Barumini
Questo paese è conosciuto in tutto il mondo grazie alla fama del sito archeologico di Su Nuraxi che, dal 1997, è iscritto nella lista del Patrimonio mondiale Unesco. Scoperto nel 1951 dal professor Giovanni Lilliu, archeologo sardo di fama internazionale e Accademico dei Lincei, è composto da un nuraghe a struttura complessa, costruito in cinque fasi con quattro torri angolari collegate da una cortina muraria attorno alla torre centrale, eretta nel 1470 a.C., e dai resti di un grande villaggio. Nel cortile centrale c’è un pozzo che pesca l’acqua a venti metri di profondità: ancora oggi è alimentato da una ricca falda freatica. Una capanna presenta un sedile in pietra al centro della costruzione: gli studiosi ritengono che si trattasse del luogo di ritrovo degli anziani, per riunioni politiche e religiose.

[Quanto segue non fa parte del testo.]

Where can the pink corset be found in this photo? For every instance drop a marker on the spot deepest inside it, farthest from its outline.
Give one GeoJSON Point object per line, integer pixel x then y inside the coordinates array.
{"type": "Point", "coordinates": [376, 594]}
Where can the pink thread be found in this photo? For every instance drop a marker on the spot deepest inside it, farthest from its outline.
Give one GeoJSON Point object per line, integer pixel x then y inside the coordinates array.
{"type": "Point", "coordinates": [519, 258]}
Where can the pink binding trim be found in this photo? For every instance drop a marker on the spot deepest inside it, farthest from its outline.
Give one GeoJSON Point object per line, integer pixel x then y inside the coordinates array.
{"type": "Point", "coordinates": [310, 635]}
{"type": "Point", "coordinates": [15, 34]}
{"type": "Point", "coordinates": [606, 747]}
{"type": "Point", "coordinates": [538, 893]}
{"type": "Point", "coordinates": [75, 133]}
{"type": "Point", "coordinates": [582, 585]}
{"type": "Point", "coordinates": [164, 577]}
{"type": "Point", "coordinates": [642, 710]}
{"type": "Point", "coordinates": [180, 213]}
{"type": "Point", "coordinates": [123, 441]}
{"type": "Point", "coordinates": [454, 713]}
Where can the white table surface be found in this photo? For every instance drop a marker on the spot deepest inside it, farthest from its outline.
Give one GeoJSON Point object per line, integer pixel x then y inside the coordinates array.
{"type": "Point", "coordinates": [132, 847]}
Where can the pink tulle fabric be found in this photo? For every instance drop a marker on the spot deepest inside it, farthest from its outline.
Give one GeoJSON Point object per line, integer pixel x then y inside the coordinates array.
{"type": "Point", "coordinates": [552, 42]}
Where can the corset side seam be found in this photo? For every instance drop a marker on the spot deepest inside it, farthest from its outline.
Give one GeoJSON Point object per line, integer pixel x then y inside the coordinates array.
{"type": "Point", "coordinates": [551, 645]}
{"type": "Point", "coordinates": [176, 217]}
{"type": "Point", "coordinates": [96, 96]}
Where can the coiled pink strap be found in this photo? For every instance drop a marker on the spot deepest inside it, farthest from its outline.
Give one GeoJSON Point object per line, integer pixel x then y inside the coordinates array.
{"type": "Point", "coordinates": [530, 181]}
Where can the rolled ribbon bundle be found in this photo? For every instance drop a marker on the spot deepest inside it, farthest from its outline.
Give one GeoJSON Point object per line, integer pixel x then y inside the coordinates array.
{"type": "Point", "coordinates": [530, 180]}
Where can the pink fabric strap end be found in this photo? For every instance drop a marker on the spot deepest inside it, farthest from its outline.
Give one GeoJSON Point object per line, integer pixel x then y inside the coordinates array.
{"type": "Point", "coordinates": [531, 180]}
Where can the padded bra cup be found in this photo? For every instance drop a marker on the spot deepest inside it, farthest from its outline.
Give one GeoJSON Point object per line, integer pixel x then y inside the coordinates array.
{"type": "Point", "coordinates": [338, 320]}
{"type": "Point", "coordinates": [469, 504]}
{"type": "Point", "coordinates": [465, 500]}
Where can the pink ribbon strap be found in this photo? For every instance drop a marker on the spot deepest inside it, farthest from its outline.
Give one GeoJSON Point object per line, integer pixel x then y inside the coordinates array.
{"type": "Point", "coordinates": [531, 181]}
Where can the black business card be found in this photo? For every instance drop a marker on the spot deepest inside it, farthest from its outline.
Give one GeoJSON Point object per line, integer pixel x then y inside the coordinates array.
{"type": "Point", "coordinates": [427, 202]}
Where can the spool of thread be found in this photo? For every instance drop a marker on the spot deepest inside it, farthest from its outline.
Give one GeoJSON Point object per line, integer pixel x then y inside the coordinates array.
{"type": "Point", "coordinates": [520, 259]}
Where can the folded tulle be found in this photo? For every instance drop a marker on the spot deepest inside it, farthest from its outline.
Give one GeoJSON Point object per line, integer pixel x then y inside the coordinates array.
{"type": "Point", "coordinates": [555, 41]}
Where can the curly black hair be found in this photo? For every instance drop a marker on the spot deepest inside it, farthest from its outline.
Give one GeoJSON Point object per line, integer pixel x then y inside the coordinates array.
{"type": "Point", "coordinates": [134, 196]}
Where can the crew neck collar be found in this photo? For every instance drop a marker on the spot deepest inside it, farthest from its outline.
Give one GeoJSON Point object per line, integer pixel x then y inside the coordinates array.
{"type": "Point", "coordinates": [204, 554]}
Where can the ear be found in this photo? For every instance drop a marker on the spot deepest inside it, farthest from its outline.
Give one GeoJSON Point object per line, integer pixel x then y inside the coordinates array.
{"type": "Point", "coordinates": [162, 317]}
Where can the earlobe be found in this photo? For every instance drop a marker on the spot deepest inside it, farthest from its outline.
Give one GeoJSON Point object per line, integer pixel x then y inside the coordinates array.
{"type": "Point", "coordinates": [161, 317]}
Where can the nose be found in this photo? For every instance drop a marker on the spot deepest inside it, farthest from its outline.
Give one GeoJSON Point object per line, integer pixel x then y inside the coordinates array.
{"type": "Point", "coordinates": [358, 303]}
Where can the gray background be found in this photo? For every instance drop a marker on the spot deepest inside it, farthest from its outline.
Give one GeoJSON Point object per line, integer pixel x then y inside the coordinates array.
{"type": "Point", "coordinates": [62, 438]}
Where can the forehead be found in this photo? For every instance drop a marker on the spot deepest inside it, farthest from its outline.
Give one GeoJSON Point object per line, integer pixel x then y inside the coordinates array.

Il paese offre altri motivi di interesse: la chiesa di San Giovanni Battista (XIII secolo), la parrocchiale della Beata Vergine Immacolata (XVI secolo) e il palazzo Zapata, appartenuto alla famiglia dei marchesi ai quali il re spagnolo Carlo V concesse il paese in feudo nella prima metà del Cinquecento. Annesso al palazzo c’è il complesso nuragico denominato Nuraxi ‘e Cresia, in quanto poco distante è situata la chiesa della Beata Vergine Immacolata. La famiglia Zapata finanziò la costruzione della chiesa di San Francesco e del Convento dei Cappuccini: entrambi meritano una visita.